Although you can lose muscle mass in all parts of your body, primarily your legs, your arms also lose strength as you age. As such, when you are past middle age, it is important to consume a high protein diet as well as perform exercises to regain muscle mass in your arms. Stephanie Thomasa personal trainer on Fyt, the nation’s largest personal training service that makes fitness virtual or in-person, guided by experts, convenient for everyone, reveals the best exercises to regain arm muscle mass.
Thomas suggests practicing each exercise without additional weights first to familiarize yourself with proper form and avoid potential injury.
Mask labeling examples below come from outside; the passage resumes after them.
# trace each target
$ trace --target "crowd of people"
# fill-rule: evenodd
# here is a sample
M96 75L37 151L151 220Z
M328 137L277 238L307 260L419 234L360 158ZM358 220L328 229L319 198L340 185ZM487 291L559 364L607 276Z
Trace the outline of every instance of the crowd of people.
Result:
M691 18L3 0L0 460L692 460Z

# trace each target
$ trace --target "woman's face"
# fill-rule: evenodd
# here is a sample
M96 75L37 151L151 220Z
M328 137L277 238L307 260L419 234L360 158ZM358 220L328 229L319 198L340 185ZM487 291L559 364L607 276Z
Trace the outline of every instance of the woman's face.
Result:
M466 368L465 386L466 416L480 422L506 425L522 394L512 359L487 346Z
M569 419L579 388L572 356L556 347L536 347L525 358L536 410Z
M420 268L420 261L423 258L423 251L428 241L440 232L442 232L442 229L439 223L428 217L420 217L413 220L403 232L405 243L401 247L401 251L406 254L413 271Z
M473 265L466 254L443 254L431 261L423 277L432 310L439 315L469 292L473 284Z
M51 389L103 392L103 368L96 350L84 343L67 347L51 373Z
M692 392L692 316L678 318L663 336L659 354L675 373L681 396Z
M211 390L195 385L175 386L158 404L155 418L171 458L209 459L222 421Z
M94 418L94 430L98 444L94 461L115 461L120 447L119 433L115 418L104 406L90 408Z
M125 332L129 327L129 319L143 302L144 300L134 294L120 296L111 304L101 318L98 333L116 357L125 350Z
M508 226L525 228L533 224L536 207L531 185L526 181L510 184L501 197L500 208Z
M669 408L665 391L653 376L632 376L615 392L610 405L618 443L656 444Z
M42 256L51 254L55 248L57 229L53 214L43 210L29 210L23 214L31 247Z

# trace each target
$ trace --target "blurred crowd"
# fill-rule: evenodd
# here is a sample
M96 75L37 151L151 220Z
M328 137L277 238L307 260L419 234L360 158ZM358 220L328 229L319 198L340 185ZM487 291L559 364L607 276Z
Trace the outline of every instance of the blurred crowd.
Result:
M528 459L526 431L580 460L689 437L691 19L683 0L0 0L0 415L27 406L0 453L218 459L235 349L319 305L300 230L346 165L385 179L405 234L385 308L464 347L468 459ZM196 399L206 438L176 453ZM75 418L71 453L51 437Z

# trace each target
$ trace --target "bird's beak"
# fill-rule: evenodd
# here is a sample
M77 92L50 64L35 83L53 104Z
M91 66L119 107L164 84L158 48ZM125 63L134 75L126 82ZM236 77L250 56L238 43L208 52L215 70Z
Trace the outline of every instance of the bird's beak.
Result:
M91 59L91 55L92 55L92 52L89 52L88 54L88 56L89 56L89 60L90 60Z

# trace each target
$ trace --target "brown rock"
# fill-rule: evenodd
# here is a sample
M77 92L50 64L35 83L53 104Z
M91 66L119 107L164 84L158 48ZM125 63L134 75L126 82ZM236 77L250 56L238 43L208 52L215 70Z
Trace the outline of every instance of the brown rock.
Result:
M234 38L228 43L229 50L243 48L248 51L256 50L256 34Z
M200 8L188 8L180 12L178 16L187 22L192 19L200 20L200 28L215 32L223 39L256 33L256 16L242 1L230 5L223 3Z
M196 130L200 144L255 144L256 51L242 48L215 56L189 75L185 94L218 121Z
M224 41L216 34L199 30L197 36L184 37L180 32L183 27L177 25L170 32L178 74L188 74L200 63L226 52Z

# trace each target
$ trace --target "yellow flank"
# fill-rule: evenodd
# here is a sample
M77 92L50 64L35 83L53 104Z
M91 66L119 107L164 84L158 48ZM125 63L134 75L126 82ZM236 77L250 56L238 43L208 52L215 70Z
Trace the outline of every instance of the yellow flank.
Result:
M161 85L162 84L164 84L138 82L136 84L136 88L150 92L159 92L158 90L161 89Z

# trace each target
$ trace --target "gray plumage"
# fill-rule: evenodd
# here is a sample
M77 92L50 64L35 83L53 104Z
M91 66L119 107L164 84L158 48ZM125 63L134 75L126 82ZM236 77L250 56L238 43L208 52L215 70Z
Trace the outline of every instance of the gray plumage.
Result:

Maintaining your fitness and staying strong as you age is the name of the game, so don’t sleep on upgrading your workout routine with these must-have moves she recommends to her clients. Read on, and for more, don’t miss The best exercises to regain strength as you age, according to an expert.
To perform bicep curls, place your feet hip-width apart and hold a dumbbell in each hand. Make sure your palms are facing outward as you bend your arms until the dumbbells are close to your chest. Gradually release your arms to return to the starting position. This counts as one repetition. Perform three sets of 10 to 12 reps total.
For tricep push-ups, get on all fours in a plank. Your shoulders should be stacked over your wrists and your elbows bent close to your body. Lower yourself until your body hovers above the floor. Use your core and triceps to raise your body back to the starting position. Perform three sets of eight to 10 reps.
This next exercise starts with you standing up and placing your feet hip-width apart. Hold a light to medium dumbbell in each hand, making sure your palms face your body. Raise your arms until they are parallel to the floor. Make sure your elbows don’t lock; keep a micro-fold in each. Gradually lower your arms back to the starting position to complete the first repetition. Perform three sets of 10 to 12 repetitions.
To begin the plank shoulder taps, assume a plank. Keep your shoulders stacked over your wrists, then bring your right hand up to your left shoulder to tap it and switch sides. Keep your core active throughout this exercise and try not to move your hips. Perform three sets of 30 seconds for each set.
Last but not least, let’s finish with tricep dips. Sit on a sturdy bench with your palms facing your body. Use your hands to lift your body off the bench. You can keep your legs straight or bend them at a 90 degree angle. Next, lower your body until it floats off the ground by bending your elbows about 90 degrees. Raise your elbows so your glutes are in line with the bench, but don’t sit on the bench! This counts as one repetition. Perform three sets of 12 repetitions.